15 MULTIPLE CHOICE AND TRUE FALSE QUESTIONS. ONLY NEED ANSWERS NO WORK
1. Under absorption costing, the more units added to ending Finished Goods Inventory, the less fixed manufacturing overhead is '"hidden" in ending Finished Goods Inventory at the end of the accounting period.
2.Absorption costing is more appropriate than variable costing for making plant production capacity decisions.
3.By separating costs by behavior, fixed and variable, a service company can calculate the contribution margin ratio by dividing the contribution margin by revenues.
4.Variable costing is more appropriate than absorption costing when the decision ________.
involves reducing fixed costs that are controllable by the upper management |
does not involve analysis of contribution margin |
relates to production planning within the capacity limits in the short run |
does not involve analysis of profitability based on sales mix |
5.Which of the following statements is true of absorption and variable costing methods?
Absorption costing considers fixed manufacturing overhead to be period costs. |
Both costing methods consider selling and administrative costs to be period costs. |
Both costing methods consider fixed manufacturing overhead to be product costs. |
Variable costing considers variable selling and administrative costs to be product costs. |
6.Which of the following is considered a period cost under variable costing but not under absorption costing?
variable selling and administrative costs |
variable manufacturing costs |
fixed manufacturing overhead |
fixed selling and administrative costs |
7.Which is the following is the most appropriate reason that sales mix decisions should be made using variable costing?
To increase profits, businesses should emphasize the products with the highest contribution margin. |
All costs, including fixed costs, are controllable by upper management in the long run. |
Fixed costs do not affect the operating income in the long run. |
Sales mix decisions primarily focus on fixed costs. |
8.Unit product cost calculations using absorption costing do not include ________.
variable manufacturing overhead |
variable selling and administrative costs |
fixed manufacturing overhead |
9.When all of the units produced are sold, the operating income is the same under both the absorption and variable costing methods. Assume no beginning and ending inventories. Which of the following gives the correct reason for the above statement?
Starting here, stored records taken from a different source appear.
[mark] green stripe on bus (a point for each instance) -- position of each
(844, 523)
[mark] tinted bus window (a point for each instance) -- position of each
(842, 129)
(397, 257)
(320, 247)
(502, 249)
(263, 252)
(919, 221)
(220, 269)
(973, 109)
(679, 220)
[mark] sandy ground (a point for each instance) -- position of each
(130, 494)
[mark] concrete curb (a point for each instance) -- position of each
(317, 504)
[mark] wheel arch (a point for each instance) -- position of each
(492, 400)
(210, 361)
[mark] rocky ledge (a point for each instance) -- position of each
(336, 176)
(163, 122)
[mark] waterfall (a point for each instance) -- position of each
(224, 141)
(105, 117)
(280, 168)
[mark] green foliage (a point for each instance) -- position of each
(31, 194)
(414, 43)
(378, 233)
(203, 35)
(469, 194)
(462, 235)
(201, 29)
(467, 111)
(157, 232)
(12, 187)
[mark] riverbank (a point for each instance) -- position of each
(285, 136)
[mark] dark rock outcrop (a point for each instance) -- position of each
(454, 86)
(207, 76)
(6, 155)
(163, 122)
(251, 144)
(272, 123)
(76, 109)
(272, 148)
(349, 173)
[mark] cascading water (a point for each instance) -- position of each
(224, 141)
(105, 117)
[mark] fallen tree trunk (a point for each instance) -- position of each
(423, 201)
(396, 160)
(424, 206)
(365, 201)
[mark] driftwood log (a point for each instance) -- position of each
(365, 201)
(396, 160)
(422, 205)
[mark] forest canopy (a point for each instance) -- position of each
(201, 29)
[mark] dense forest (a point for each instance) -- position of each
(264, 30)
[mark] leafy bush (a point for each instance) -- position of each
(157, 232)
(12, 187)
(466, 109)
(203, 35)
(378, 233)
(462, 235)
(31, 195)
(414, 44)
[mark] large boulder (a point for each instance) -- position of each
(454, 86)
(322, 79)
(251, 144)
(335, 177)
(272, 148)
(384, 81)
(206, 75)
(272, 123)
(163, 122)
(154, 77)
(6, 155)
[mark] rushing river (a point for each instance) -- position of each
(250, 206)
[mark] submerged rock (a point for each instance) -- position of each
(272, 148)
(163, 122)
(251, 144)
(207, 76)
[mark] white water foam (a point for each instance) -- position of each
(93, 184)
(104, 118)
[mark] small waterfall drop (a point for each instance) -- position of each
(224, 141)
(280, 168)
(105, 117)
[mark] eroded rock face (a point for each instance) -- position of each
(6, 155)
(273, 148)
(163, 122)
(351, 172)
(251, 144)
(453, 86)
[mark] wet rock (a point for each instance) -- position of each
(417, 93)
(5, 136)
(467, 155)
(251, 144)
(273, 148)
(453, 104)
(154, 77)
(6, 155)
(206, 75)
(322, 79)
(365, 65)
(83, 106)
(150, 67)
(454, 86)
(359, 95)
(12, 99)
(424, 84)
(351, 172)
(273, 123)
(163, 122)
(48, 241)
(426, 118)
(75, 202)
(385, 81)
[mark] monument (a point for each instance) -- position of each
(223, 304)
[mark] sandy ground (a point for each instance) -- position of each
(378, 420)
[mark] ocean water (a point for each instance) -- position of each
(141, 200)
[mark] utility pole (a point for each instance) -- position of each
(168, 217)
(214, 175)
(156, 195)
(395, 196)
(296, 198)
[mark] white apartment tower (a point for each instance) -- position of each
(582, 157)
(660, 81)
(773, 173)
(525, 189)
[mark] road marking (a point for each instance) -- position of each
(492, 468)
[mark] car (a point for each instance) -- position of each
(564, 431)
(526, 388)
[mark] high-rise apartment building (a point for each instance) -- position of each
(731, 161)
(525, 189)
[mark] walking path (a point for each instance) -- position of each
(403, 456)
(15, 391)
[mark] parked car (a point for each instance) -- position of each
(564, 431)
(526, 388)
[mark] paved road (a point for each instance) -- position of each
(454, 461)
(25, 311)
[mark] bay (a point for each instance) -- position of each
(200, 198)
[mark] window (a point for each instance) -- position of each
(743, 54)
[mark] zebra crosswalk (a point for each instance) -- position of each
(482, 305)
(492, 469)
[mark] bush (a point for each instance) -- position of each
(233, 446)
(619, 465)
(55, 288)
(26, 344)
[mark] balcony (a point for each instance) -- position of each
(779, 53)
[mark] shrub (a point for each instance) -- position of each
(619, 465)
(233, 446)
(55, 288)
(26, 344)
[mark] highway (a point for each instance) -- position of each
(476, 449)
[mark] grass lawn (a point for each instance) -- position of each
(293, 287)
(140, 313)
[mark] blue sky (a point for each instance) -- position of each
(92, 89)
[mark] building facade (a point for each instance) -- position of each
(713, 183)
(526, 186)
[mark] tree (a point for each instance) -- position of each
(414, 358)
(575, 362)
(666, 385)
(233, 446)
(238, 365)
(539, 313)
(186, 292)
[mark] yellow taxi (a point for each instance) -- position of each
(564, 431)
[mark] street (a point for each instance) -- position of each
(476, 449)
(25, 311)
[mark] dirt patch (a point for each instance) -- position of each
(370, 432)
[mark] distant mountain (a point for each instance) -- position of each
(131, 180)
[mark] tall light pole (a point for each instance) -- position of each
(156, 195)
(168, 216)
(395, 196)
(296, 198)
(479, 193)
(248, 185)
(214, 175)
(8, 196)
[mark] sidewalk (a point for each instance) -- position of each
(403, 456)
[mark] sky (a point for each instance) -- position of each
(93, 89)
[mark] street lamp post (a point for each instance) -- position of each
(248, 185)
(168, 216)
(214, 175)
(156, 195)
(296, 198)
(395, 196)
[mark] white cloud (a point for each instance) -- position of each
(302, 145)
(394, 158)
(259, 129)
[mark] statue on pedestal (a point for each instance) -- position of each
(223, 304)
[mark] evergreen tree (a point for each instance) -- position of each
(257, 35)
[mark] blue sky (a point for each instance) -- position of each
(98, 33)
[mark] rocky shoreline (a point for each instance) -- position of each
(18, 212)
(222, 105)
A portion of the fixed manufacturing overhead is still in the Finished Goods Inventory account. |
All selling and administrative expenses have been recorded as period costs. |
Fixed manufacturing costs have not been considered when calculating the operating incomes. |
All costs incurred have been recorded as expenses. |
10. Missan, Inc. reports the following information:
Units produced | 640 | units |
Units sold | 440 | units |
Sales price | $200 | per unit |
Direct materials | $29 | per unit |
Direct labor | $12 | per unit |
Variable manufacturing overhead | $18 | per unit |
Fixed manufacturing overhead | $18,500 | per year |
Variable selling and administrative costs | $4 | per unit |
Fixed selling and administrative costs | $13,500 | per year |
There are no beginning inventories. What is the ending balance in Finished Goods Inventory using absorption costing? (Round any intermediate calculations to the nearest cent, and your final answer to the nearest dollar.)
11.Crystal Pools, Inc. has provided the following information for the year.
Units produced | 14,000 | units |
Sales price | $400 | per unit |
Direct materials | $45 | per unit |
Direct labor | $20 | per unit |
Variable manufacturing overhead | $65 | per unit |
Fixed manufacturing overhead | $500,000 | per year |
Variable selling and administration costs | $85 | per unit |
Fixed selling and administration costs | $270,000 | per year |
What is the unit product cost using absorption costing? (Round any intermediate calculations and your final answer to the nearest dollar.)
12.Carbon, Inc. reports the following information for April:
Alpha | Beta |
Units sold | 2,000units | 800units |
Sales price per unit | $350 | $600 |
Variable manufacturing cost per unit | 150 | 500 |
Sales commission per unit: |
Alpha:8% of sales price | 28 |
Beta:8% of sales price | 48 |
What is the contribution margin of Alpha?
13.Dentofax, Inc. reports the following information for August:
Sales Revenue | $800,000 |
Variable Cost of Goods Sold | 110,000 |
Fixed Cost of Goods Sold | 65,000 |
Variable Selling and Administrative Costs | 130,000 |
Fixed Selling and Administrative Costs | 65,000 |
Calculate the operating income for August using absorption costing.
14.E-trax, Inc. has provided the following financial information for the year:
Finished Goods Inventory: |
Beginning balance, in units | 610 |
Units produced | 2,800 |
Units sold | 2,900 |
Ending balance, in units | 510 |
Production costs: |
Variable manufacturing costs per unit | $50 |
Total fixed manufacturing costs | $42,000 |
What is the unit product cost for the year using absorption costing?